Assim que o sol nasceu, Marie Jean conjurou comida para todos, e Ethan enfeitiçou todos para que ficassem limpos (afinal, fazia dois dias que não tomavam um banho). E logo que estavam prontos, partiram. O sol batia em suas costas, esquentando-as, apesar do vento frio que batia de encontro aos seus rostos magros e abatidos pelo cansaço, tomados pelo mau humor devido à noite mal dormida na grama seca atrás de alguns arbustos no meio do nada, no frio. Àquela altura, já deveriam estar em Limerick, se a bruxa Eleanor não os tivesse encontrado para tentar sua vingança.

Passaram a manhã caminhando pela rodovia. Nem se atreviam a pedir carona, pois ninguém em sã consciência daria carona para seis pessoas. Mal conversavam de tão mau humorados e cansados que estavam. Fizeram uma parada para o almoço e um descanso mais prolongado, e por volta das duas da tarde recomeçaram a caminhar. Eram quase cinco horas quando viram algumas casas ao longe, prova que eram fazendas e que aquele lugar não era de todo um fim de mundo.

Avistaram uma casa menor, perto da beira da estrada e abandonada. Já estava bem escuro; os últimos raios de sol desapareciam no horizonte, atrás de umas colinas.

- Podemos passar a noite ali dentro. Vai ser mais agradável do que dormir de novo na rua, no frio. – Disse Andrew, apontando para a casa.

- Parece estar caindo aos pedaços de tão abandonada, mas é melhor do que nada. – Concordou Harry. O grupo se aproximou devagar, pulou a cerca de ferro enferrujado e caminhou para a varanda da casa. A madeira rangeu sob seus pés, e haviam folhas secas e sujeira por toda a extensão da varanda, e eles sabiam que dentro não deveria ser diferente. Estavam surpresos por não ter nenhuma pichação por ali – se bem que quem pararia num lugar desses para pichar?

Ethan empurrou a porta de madeira, cuja maçaneta estava quebrada, e entrou.

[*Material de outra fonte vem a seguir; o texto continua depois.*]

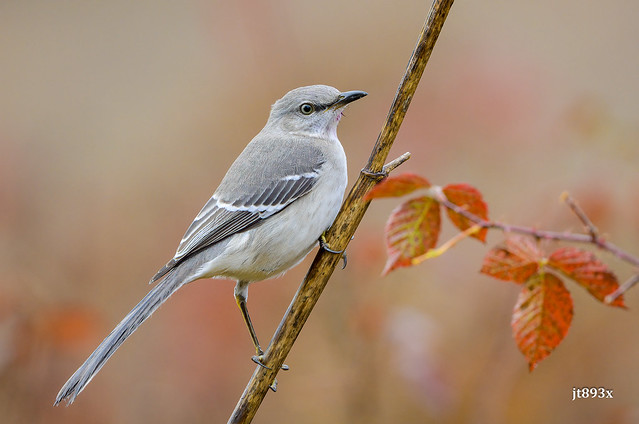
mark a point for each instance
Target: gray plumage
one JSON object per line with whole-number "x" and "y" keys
{"x": 278, "y": 197}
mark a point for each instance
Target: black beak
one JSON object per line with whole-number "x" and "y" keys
{"x": 347, "y": 97}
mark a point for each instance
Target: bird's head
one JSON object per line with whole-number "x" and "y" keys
{"x": 313, "y": 111}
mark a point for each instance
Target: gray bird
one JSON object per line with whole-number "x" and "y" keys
{"x": 271, "y": 208}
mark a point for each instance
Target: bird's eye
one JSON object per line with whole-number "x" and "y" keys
{"x": 307, "y": 108}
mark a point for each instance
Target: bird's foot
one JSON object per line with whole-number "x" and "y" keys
{"x": 258, "y": 359}
{"x": 324, "y": 245}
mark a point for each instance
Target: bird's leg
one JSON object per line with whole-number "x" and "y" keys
{"x": 324, "y": 245}
{"x": 377, "y": 176}
{"x": 241, "y": 294}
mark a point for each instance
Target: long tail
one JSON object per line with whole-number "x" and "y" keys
{"x": 158, "y": 295}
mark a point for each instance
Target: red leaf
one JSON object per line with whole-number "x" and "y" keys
{"x": 517, "y": 259}
{"x": 470, "y": 199}
{"x": 541, "y": 317}
{"x": 397, "y": 186}
{"x": 592, "y": 274}
{"x": 411, "y": 230}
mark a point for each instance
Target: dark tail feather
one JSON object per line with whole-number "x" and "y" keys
{"x": 124, "y": 329}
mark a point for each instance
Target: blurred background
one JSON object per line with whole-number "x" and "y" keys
{"x": 118, "y": 119}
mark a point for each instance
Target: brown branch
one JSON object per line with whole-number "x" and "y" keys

A casa era pequena, com papéis de parede antigos descascando as paredes, poeira cobrindo as prateleiras de madeira com tinta branca manchada. Alguns móveis ainda estavam ali dentro, provavelmente comidos por traças e cupins. Havia poeira em todo o lugar. Uma sensação de familiaridade tomou conta do rapaz irlandês, que olhava a todos os detalhes como se quisesse reconstruir a casa com suas memórias, porém nada concreto lhe surgia.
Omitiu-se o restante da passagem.